Braden Fellman Group purchased One Tower Creek, a 100K SF building at 3101 Tower Creek Parkway in the Cumberland/Galleria submarket, for $6.8M, said Casey Keitchen, a senior managing director at Newmark who brokered the sale.
The price is a 40% drop from the last time the building sold, which was in 2004. It is also 23% lower than what its previous owner, an affiliate of Mivne Group, was seeking when it listed the building last year for $8.8M.
While Braden Fellman does own some office space, One Tower Creek is the firm's first foray into a traditional office building of this size, said Andrew Braden, a partner with the firm.
The reason? It was too good a deal to pass up, Braden said.
"It's really just a basis story," he said. "We bought it for $68 a foot, partially tenanted."
Braden Fellman operates several apartments and mixed-use projects in the metro area, including Mattress Factory Lofts in Grant Park and Abrams Fixtures in Adair Park, which has 60K SF of office space, according to the firm's website.
Its newest property, the glass-encased, wedge-shaped seven-story building at the nexus of Interstates 75 and 285, is just over 20% leased after its anchor tenant, Procure Analytics, vacated its 35K SF at the start of 2024.
Tower Renaissance LLC, an affiliate of Tel Aviv, Israel-based Mivne Group, purchased One Tower Creek 21 years ago for $11.4M but defaulted last year on the building's $7.9M CMBS loan. The loan was originated in March 2015 to sponsors Fishman Holdings Canada Property Investment Trust XI and Industrial Buildings Corp. Ltd., according to the Morningstar Credit database. Industrial Buildings later changed its name to Mivne.
German American Capital Corp. originated the loan, then sold it to the CMBS trust COMM 2015-CCRE23. The loan was assigned to special servicer Mount Street in 2023 when Mivne alerted its lender that it would no longer be able to cover the property's debt service after Procure Analytics vacated, according to Mount Street's servicer commentary.
Mivne had attempted to modify the loan, but after the special servicer pushed to have a receiver take over the building's operations, the sides agreed to pursue a sale, according to the servicer commentary.
Mivne tapped Keitchen to market the property for sale last June.
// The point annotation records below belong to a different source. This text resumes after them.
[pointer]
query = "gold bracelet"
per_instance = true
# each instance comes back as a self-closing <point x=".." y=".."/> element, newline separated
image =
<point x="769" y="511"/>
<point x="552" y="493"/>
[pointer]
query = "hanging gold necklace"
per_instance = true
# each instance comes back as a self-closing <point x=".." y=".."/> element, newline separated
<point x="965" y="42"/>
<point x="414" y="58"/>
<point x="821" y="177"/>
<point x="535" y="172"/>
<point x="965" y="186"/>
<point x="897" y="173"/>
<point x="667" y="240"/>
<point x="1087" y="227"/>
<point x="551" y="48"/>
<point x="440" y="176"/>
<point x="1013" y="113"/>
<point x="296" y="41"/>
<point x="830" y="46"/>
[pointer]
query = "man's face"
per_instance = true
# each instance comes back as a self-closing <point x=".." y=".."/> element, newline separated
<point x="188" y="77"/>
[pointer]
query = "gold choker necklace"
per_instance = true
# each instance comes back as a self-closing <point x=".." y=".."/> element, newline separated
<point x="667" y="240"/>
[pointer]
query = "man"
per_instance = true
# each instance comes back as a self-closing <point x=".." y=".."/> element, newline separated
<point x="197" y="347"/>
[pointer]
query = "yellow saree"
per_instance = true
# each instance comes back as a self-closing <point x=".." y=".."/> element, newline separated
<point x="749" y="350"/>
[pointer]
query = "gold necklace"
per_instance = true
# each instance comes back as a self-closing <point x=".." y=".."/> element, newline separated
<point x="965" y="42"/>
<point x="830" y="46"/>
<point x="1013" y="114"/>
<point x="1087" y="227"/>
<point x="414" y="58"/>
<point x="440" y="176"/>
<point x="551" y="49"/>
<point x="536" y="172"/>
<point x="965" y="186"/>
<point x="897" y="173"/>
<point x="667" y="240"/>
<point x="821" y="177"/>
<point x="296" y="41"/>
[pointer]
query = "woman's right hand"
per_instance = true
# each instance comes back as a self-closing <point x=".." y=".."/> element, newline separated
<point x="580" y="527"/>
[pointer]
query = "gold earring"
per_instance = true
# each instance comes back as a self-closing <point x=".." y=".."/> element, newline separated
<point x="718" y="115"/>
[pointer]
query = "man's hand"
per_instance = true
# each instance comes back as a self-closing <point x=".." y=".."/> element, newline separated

The county appraised the property at $10M in 2024.
The ultimate $6.8M price was more than $1M below the loan balance, resulting in a discounted payoff to the CMBS trust.
While the office market remains sluggish, Braden said the previous owner was unable to fund tenant improvement allowances and lacked the capital to pursue deals. Braden said the firm will be offering competitive deals and is already in talks with a tenant to occupy 15K SF.
“This is a beautiful building," Braden said. "It should be an 80%-leased building."